Introduction: Current guidelines recommend a diet rich in fish or n-3 polyunsaturated fatty acid (PUFA) supplementation in patients with cardiovascular disease including PAD. The omega-3 index represents the red blood cell (RBC) content of the two major long-chain n-3 PUFA, eicosapentaenoic acid (EPA) and docosahexaenoic acid (DHA) with less within-patient variation compared to plasma levels of n-3 PUFA. We aimed to quantify the change in the omega-3 index with high-dose n-3 PUFA supplementation in a PAD cohort. Methods: This study was a secondary analysis of the OMEGA-PAD I Trial (NCT01310270), a randomized, double-blinded, placebo-controlled trial addressing the hypothesis that short-duration, high-dose n-3 PUFA oral supplementation improves endothelial function and inflammation in subjects with PAD. Eighty patients with stable claudication received 4.4g of fish oil (2.6g of EPA + 1.8g of DHA) daily (n=40) or placebo capsules (n=40) for 1 month.
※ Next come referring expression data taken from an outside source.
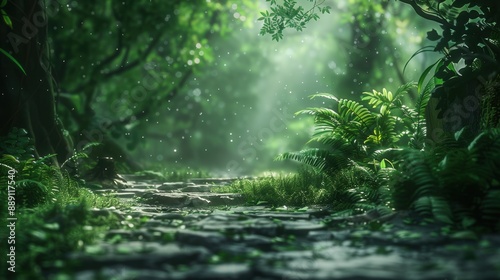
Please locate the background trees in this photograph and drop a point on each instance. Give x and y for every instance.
(185, 83)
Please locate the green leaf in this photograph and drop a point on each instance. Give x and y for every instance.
(13, 60)
(433, 35)
(7, 19)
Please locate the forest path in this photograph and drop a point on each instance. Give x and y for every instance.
(181, 230)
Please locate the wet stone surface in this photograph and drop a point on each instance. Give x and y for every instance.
(187, 232)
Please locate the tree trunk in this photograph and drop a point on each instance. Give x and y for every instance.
(27, 101)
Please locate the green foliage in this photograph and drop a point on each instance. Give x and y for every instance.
(289, 15)
(353, 189)
(18, 143)
(456, 184)
(174, 173)
(468, 41)
(354, 134)
(8, 22)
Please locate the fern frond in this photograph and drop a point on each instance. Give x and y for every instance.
(434, 206)
(490, 206)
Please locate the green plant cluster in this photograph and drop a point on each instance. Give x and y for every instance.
(289, 15)
(456, 183)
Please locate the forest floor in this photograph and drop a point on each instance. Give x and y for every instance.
(182, 230)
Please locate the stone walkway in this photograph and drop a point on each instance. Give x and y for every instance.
(187, 232)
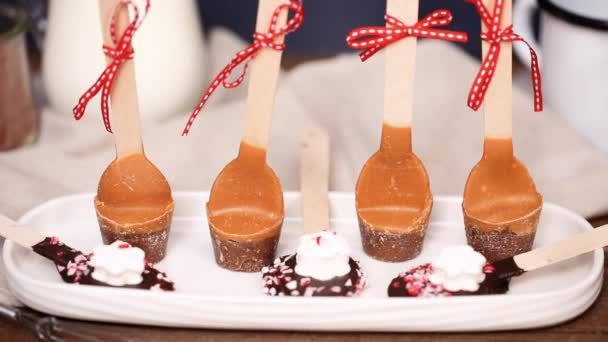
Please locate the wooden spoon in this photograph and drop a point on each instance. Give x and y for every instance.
(245, 208)
(321, 265)
(314, 180)
(134, 202)
(501, 205)
(393, 195)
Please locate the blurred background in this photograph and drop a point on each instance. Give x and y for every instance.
(50, 53)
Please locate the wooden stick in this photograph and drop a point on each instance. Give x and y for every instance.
(498, 103)
(400, 67)
(566, 249)
(264, 73)
(314, 175)
(21, 235)
(123, 97)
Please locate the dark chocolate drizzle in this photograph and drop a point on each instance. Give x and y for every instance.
(415, 282)
(281, 279)
(74, 267)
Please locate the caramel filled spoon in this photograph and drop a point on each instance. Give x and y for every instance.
(134, 202)
(393, 195)
(245, 208)
(501, 204)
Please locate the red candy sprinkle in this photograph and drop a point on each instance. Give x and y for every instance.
(413, 290)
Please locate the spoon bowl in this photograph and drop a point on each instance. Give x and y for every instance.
(393, 199)
(501, 204)
(245, 212)
(134, 204)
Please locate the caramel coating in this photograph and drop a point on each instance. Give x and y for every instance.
(246, 202)
(500, 192)
(393, 192)
(134, 196)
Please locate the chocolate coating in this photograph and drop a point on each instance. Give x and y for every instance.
(392, 247)
(281, 279)
(415, 282)
(154, 244)
(74, 267)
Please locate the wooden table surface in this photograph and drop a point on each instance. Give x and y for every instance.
(590, 326)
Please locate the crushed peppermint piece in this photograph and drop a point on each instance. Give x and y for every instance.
(293, 284)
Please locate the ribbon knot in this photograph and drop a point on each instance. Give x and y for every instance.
(495, 36)
(119, 53)
(260, 40)
(116, 54)
(372, 39)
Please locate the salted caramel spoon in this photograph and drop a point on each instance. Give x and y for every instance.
(245, 208)
(393, 195)
(73, 265)
(501, 204)
(314, 180)
(134, 202)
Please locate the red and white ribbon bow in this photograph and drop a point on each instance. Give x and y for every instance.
(374, 38)
(494, 35)
(119, 53)
(260, 40)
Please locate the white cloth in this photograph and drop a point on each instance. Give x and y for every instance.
(341, 94)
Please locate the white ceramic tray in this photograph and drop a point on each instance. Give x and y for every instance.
(210, 297)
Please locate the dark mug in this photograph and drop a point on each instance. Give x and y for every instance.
(18, 114)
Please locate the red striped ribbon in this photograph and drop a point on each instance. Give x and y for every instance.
(374, 38)
(494, 35)
(119, 53)
(260, 40)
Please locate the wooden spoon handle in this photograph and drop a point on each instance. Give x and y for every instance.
(566, 249)
(21, 235)
(123, 97)
(264, 73)
(314, 174)
(498, 103)
(400, 66)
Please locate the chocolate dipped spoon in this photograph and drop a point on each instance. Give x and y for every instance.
(116, 265)
(501, 204)
(245, 208)
(461, 271)
(322, 265)
(133, 202)
(393, 194)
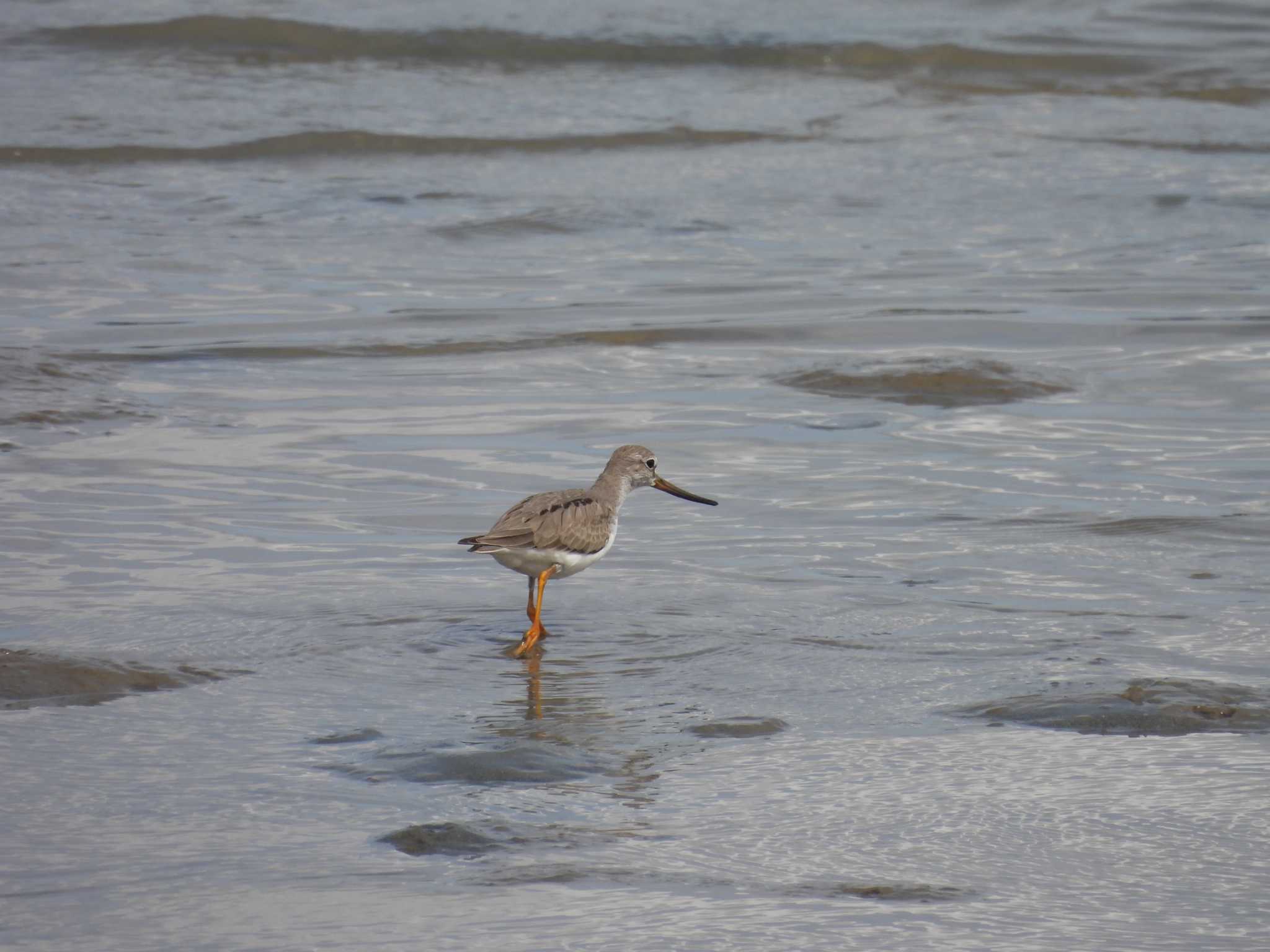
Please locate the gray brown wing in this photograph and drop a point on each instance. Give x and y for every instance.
(518, 527)
(577, 524)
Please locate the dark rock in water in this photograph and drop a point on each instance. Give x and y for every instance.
(739, 728)
(350, 738)
(32, 678)
(1165, 706)
(929, 382)
(515, 763)
(892, 891)
(446, 838)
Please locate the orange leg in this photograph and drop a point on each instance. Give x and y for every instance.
(536, 630)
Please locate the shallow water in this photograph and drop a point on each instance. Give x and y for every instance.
(959, 310)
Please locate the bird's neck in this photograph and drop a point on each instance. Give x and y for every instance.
(610, 489)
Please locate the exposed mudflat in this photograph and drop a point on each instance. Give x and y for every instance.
(1166, 706)
(933, 382)
(33, 679)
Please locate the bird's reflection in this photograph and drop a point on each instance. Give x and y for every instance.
(534, 684)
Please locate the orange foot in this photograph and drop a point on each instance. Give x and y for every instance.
(531, 638)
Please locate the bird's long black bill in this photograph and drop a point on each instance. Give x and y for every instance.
(681, 493)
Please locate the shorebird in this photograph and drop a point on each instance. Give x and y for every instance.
(558, 535)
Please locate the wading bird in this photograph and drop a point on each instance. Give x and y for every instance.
(558, 535)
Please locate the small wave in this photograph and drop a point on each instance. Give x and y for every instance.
(634, 337)
(356, 143)
(266, 40)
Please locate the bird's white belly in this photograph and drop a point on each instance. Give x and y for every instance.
(535, 562)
The RBC fatty acids (FA) content was measured by gas chromatography (OmegaQuant Analytics, Sioux Falls, SD) and expressed as a percent of total FA. Results: There was no difference in baseline PUFA content between the two groups. There was a shift in the n-6:n-3 ratio in RBC from 5 ± 1 to 3 ± 1 (p<0.0001) and the omega-3 index increased from 5 ± 1 to 9 ± 2 (p<0.0001) in the fish but not in the placebo group (Table). There was a significant increase in EPA, DHA, and n-3 docosapentaenoic acid and a significant decrease in all n-6 PUFA content of RBC in the fish oil but not in the placebo group. Following treatment, there was also a significant reduction in plasma triglycerides (-34 ± 46, p<0.001) in the fish oil group. The change in triglycerides was significantly correlated with the change in omega-3 index (p=0.03). Conclusions: High-dose fish oil supplementation increases the omega-3 index and reduces n-6 PUFA levels. The implications of these changes for patients with PAD will continue to be investigated in a follow-up trial (OMEGA-PAD II).